Five questions on a Middle East perspective
From MSCNewsWire's European Correspondent |Wednesday 6 September 2017 | Beirut-based Meguerditch Bouldoukian is an emeritus figure in banking in the Middle East and the EU. Mr Bouldoukian (pictured with Paul Volcker) now answers our five questions on New Zealand’s Middle East positioning …..
There is evidence of a belief here in a short Middle East memory. We have the defaulting on the old Development Finance obligations. Then we have the U-turn on the undertaking on live sheep exports to Saudi Arabia. Followed by compensation in the form of a covert stock-handling depot there. Then the matter of the New Zealand delegation to the UN Security Council as a further entreaty backing the anti Israel censure?
There will always be mistakes and false starts. Especially with evolving markets. You can take comfort in your wider picture. According to recent OECD reports New Zealand’s one of the robust economies on the globe since 2012 due to tourism, inward migration, construction. It has a sound fiscal position and low public debt and balanced budget. GDP $185 billion, growth rate of 3.9 %, per capita income $39,400 and internet usage 86 %. I am though rather worried by the Development Finance Corporation experience which you cite and which once again demonstrates the danger of a longer term operational involvement by a government in commercial banking. If this intervention is a sustained one, and not just implemented to cope with an emergency then a Pandora’s Box is put in place and which is bound to be opened at some stage down the line.
There is a belief that only very large scale organisations, ideally with government involvement, are the only ones that can trade with the Middle East ---and then get paid...
My advice here is for commercial interests in your country to steer very clear of Middle East states ruled by sultans, emirs, kings, and other despots of that ilk. Elsewhere you will find strong legal statutes to ensure against the kind of default you seem to be describing
All the NZ trading banks are owned in Australia. Do you see this as an advantage/disadvantage?
The major banks must encourage the outside world in coordination with the government to pump in Foreign Direct Investments. Local banks ultimately can only finance SMEs or SMIs. I am pleased that you asked this question because it has given me an opportunity to clear up a misconception, rather touching in its way, to the effect that the Australian trading banks are owned in Australia. They are in fact and to a substantial extent owned by UK and US banks, notably HSBC, J.P Morgan, and Citigroup among others. Is this an advantage? Probably. The reason is that the smaller the bank, the greater will be its reluctance to take on risk.
It is said that the Australian banks along with the Canadian banks are the world's best regulated?

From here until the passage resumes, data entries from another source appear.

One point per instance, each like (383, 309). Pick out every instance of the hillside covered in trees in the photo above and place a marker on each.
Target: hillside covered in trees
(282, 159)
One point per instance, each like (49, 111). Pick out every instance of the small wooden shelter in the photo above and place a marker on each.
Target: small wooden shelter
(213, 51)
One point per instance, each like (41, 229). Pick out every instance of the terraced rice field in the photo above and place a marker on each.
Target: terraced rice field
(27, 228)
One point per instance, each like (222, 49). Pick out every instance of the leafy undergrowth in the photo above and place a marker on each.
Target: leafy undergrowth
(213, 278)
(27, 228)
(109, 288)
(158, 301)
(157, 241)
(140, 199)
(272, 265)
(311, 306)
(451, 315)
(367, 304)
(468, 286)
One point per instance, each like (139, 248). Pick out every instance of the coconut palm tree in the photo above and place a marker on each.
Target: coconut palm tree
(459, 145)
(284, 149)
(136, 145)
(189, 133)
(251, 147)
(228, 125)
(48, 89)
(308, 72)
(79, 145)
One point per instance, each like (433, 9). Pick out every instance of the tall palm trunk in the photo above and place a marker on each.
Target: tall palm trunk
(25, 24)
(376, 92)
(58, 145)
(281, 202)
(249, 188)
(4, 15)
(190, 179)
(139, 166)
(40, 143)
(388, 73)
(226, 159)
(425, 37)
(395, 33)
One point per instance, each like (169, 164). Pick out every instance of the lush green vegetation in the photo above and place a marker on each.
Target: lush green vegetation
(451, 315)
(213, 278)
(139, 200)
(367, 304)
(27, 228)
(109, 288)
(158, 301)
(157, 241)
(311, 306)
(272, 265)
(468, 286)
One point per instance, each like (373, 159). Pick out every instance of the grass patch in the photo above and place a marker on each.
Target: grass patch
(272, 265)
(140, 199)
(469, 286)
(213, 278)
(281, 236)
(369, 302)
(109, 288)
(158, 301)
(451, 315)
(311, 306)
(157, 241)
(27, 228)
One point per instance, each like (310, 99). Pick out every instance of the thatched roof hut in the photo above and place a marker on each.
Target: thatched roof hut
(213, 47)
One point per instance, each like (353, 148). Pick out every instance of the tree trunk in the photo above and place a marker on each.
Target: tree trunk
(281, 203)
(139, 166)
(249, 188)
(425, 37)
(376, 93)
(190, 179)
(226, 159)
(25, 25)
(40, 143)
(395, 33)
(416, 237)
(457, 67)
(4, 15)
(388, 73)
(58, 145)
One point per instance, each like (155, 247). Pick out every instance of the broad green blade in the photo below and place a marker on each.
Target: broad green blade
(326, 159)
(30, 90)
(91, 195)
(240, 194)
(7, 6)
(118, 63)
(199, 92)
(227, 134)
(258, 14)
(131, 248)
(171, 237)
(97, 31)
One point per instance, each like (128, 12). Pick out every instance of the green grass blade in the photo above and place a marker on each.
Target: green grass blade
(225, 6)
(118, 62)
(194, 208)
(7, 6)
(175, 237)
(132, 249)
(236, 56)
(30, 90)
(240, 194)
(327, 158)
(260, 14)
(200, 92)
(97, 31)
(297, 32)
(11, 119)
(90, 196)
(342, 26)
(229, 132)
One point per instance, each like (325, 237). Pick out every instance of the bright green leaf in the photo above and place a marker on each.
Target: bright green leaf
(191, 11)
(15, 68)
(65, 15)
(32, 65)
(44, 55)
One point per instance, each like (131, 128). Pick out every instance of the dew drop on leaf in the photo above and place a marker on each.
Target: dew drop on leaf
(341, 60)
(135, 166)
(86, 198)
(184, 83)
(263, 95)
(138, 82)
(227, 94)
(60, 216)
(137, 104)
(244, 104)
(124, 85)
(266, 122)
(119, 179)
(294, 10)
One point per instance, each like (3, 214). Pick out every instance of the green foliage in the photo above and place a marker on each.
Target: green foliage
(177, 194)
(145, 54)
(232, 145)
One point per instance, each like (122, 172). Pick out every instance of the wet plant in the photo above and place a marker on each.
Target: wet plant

Industry figures tell us that world’s best regulated banks are domiciled in order in:
- Finland
- South Africa
- Canada
- NEW ZEALAND
- Australia
- Hong Kong
- Norway
- Singapore
The significance of this is that you do not have to worry about banks operating in New Zealand soundly regulated as they are by the Reserve Bank.
Do you see any benefit in New Zealand seeking to re-establish its own joint stock/ trading bank?
You have had the problem in your recent and longer term history of your own bank in this category getting into trouble and having to be rescued by the taxpayer, the government in other words. This in turn opens our Pandora’s Box which takes the form of the state, and for a number of reasons, being viewed as being responsible for the bank and even long after the emergency that caused it to be involved in the first place.